The following is an excerpt from Clues to Lower Mississippi Valley Histories: Language, Archaeology, and Ethnography by David V. Kaufman, available now.
From the introduction
The Mississippi Valley is the heartland of early North American civilizations. The region is rich, diversified, and at the center of transportation to every part of eastern North America and to Mesoamerica (Mexico). The Lower Mississippi Valley (LMV) was home to the earliest mound-building societies and some of the most impressive kingdoms seen by Spanish and French explorers. The languages of the region are key to the realities experienced by these indigenous peoples, their histories, and their relationships. Much of this book focuses on relationships that constitute what linguists call a sprachbund (a German term meaning ‘language union’), or language area, ca. 500–1700 CE. As I set out these relationships, archaeological and ethnohistorical data fall into place. This is a history of North America that dates back many centuries before the European invasions and the establishment of the United States.
The main premise of this book is that, in addition to archaeology and ethnography, languages can inform us about events of the past. Linguistic evidence can help us discern cultural and social patterns of the past and can help us trace movements and contact among peoples (Silver and Miller 1997, 314). While the main focus of this book is on language and, more specifically, language contact, I also incorporate and synthesize archaeological and ethnographic evidence with the language evidence where appropriate. That is, if we extend the archaeological concept of artifact to include words and grammatical concepts—things also made by humans—then we can include language evidence in interpreting archaeological records.
Linguists and archaeologists often do not consult with each other, and syntheses between these disciplines have been lacking. In this book I attempt such a synthesis and preliminary analysis of certain aspects of linguistics and archaeology as they pertain to the LMV and the elucidation of its history.
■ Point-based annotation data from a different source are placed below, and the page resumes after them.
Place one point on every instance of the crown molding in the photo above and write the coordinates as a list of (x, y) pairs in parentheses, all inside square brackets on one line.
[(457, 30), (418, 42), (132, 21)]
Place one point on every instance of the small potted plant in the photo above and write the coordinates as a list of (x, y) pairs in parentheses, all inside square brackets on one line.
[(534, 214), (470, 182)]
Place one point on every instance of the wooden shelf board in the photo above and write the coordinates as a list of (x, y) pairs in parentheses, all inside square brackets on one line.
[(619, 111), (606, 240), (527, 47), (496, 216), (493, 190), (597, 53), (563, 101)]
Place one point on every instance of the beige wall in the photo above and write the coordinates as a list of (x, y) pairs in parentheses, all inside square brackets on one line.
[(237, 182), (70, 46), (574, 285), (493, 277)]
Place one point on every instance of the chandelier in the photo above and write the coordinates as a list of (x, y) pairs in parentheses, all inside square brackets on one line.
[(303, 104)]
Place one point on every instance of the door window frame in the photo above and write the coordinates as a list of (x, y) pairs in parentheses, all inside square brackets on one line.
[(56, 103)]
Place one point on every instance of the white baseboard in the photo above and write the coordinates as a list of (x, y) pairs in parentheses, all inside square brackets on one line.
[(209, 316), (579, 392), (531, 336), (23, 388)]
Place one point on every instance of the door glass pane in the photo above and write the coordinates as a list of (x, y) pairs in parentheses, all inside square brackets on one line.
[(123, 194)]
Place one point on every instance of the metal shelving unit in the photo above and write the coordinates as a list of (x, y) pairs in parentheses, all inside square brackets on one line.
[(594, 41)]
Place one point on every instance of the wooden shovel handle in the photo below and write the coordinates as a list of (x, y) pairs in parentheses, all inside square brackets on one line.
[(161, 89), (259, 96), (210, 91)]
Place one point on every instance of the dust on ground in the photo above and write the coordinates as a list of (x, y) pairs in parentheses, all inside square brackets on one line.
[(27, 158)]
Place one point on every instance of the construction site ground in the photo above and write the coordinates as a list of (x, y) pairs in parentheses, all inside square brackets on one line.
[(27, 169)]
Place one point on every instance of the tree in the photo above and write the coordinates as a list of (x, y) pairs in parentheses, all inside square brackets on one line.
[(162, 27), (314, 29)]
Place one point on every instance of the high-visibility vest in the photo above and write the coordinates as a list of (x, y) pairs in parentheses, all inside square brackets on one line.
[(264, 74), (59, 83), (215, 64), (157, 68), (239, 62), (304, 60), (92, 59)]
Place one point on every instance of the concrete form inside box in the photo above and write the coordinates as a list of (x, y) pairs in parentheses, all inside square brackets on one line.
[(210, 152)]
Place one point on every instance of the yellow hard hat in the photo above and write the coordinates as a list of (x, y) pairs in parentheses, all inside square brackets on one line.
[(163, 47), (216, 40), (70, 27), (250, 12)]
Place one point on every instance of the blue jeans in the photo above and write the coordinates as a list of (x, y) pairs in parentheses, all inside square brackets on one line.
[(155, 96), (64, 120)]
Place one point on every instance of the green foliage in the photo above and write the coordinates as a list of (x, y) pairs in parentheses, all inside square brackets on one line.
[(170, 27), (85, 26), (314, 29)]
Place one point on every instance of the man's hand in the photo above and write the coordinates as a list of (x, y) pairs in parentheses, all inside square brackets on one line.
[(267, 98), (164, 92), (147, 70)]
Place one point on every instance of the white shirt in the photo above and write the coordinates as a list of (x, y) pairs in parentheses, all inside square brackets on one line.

Perhaps not every non-linguist will be convinced of the significance of the data I adduce, but the language relations, and the sprachbund they form, are telling to a linguist. For example many archaeologists will insist that there is little or no evidence of contact between the North American Southeast and Mesoamerica. Yet there is probable linguistic evidence for such contact that goes unacknowledged. Borrowing, or copying, of vocabulary between languages implies human interaction among those speaking the languages; even in the absence of material evidence, such linguistic evidence should be seriously considered and evaluated.
The North American Southeast has long been hypothesized as a sprachbund (see, for example, Sherzer 1976 and Martin 1994), but there has been little systematic in-depth analysis of the region in comparison with better-known language areas such as Mesoamerica (Campbell, Kaufman, and Smith-Stark 1986; Thomason and Kaufman 1988), the Balkans (Friedman 2009; Tomić 2006), and South Asia (Emeneau 1956; Masica 1976). In this book I incorporate such a systematic in-depth analysis, examining the degree of linguistic contact among the peoples of the LMV and how the languages have been shaped by such contact. In addition this book will demonstrate broader linguistic contacts with regions outside of the LMV, including with other possible language areas to the east and west. It will also become clear that discursive and pragmatic features such as focus- and topic-marking, which have been generally little studied in analyses of language areas, play a major role in the LMV. Further, word borrowings, which include exchanges of “basic” vocabulary and several calques (semantic translations), suggest intense contact and intercommunication within the area.
It is my hope that linguists, anthropologists, historians, and anyone with a general interest in Native America will profit from reading this book, gaining more insight into the history, peoples, and languages of the LMV and its importance to the history of North America. It is a history rooted in the rich multiethnic and multilingual diversity of this region for many centuries, if not millennia.